Der Wirbel um die kritischen Äußerungen des Botschafters ist am Mittwoch in ersten Meldungen türkischer Internetmedien als "Krise" gewertet worden. Über eine "diplomatische Krise in Österreich" berichtete die Online-Ausgabe der Tageszeitung "Sabah". Beim Nachrichtenportal "Internethaber" war von einer "Ghettoisierungs-Krise" die Rede. Vom türkischen Außenministerium lag bislang keine Stellungnahme zu der Aufregung um Tezcans Äußerungen vor.

Tezcan: "Habe lediglich auf ungerechte Zustände hingewiesen"
Angesichts der heftigen Reaktionen in Österrreich betonte Tezcan am Mittwoch, er habe lediglich auf Fehler bei der Eingliederung von Zuwanderern hinweisen und eine Diskussion anstoßen wollen. Er habe auf "ungerechte und fehlerhafte" Zustände beim Thema Integration hingewiesen, wurde Tezcan am Mittwoch von türkischen Internetmedien zitiert. Zudem habe er konkrete Beispiele für solche Fehler genannt, um in der Öffentlichkeit eine Diskussion auszulösen.
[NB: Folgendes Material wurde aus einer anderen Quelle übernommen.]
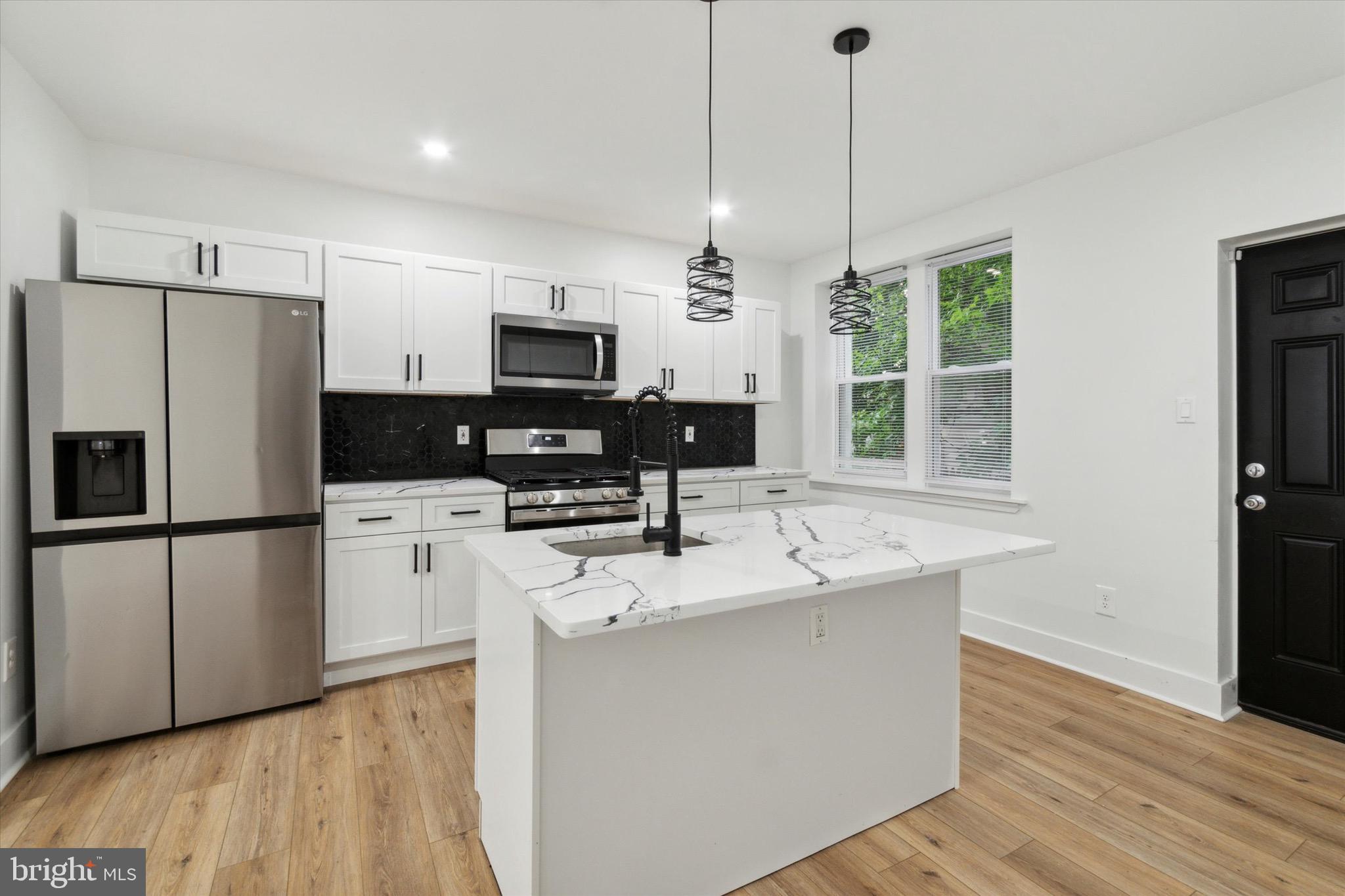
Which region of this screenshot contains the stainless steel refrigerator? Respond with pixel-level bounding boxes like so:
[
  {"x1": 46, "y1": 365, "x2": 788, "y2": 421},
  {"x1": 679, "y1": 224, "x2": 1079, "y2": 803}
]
[{"x1": 26, "y1": 281, "x2": 323, "y2": 752}]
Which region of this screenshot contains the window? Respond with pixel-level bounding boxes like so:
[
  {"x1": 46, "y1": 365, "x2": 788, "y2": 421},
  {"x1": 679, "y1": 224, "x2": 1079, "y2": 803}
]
[
  {"x1": 834, "y1": 267, "x2": 906, "y2": 475},
  {"x1": 819, "y1": 240, "x2": 1013, "y2": 497},
  {"x1": 925, "y1": 243, "x2": 1013, "y2": 492}
]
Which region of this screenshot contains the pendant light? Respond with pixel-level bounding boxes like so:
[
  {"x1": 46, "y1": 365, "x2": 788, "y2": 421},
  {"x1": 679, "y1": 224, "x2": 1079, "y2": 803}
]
[
  {"x1": 829, "y1": 28, "x2": 873, "y2": 336},
  {"x1": 686, "y1": 0, "x2": 733, "y2": 322}
]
Langjähriger Karrierediplomat
Der 61-jährige Kadri Ecvet Tezcan steht seit fast vier Jahrzehnten im Dienst des türkischen Außenamts. Er war türkischer Generalkonsul in Hamburg, diente in Budapest und war türkischer Botschafter in Aserbaidschan und in Polen. Seit dem vergangenen Jahr vertritt er die Türkei in Österreich. Seine jüngsten Äußerungen lassen den Diplomaten in neuem Licht erscheinen, denn mit aufsehenerregenden Äußerungen war Tezcan bisher nicht aufgefallen. Mit Blick auf Probleme des Zusammenlebens von Europäern und muslimischen Zuwanderern hatte er zuletzt zu mehr Toleranz und Gelassenheit aufgerufen.

Gebetsschnur für Strache
Anfang des Jahres schenkte Tezcan FPÖ-Chef Strache eine Gebetsschnur, nachdem dieser seinen Respekt "gerade vor der türkischen Kultur" bezeugt hatte und betonte, dass es mit Ausnahme der dritten Generation kaum Integrationsprobleme gebe. Gegenüber türkischen Medien dankte der Botschafter dem FPÖ-Chef, der "für unsere heilige Religion und für die Türken in der Welt einen großen Respekt verspürt".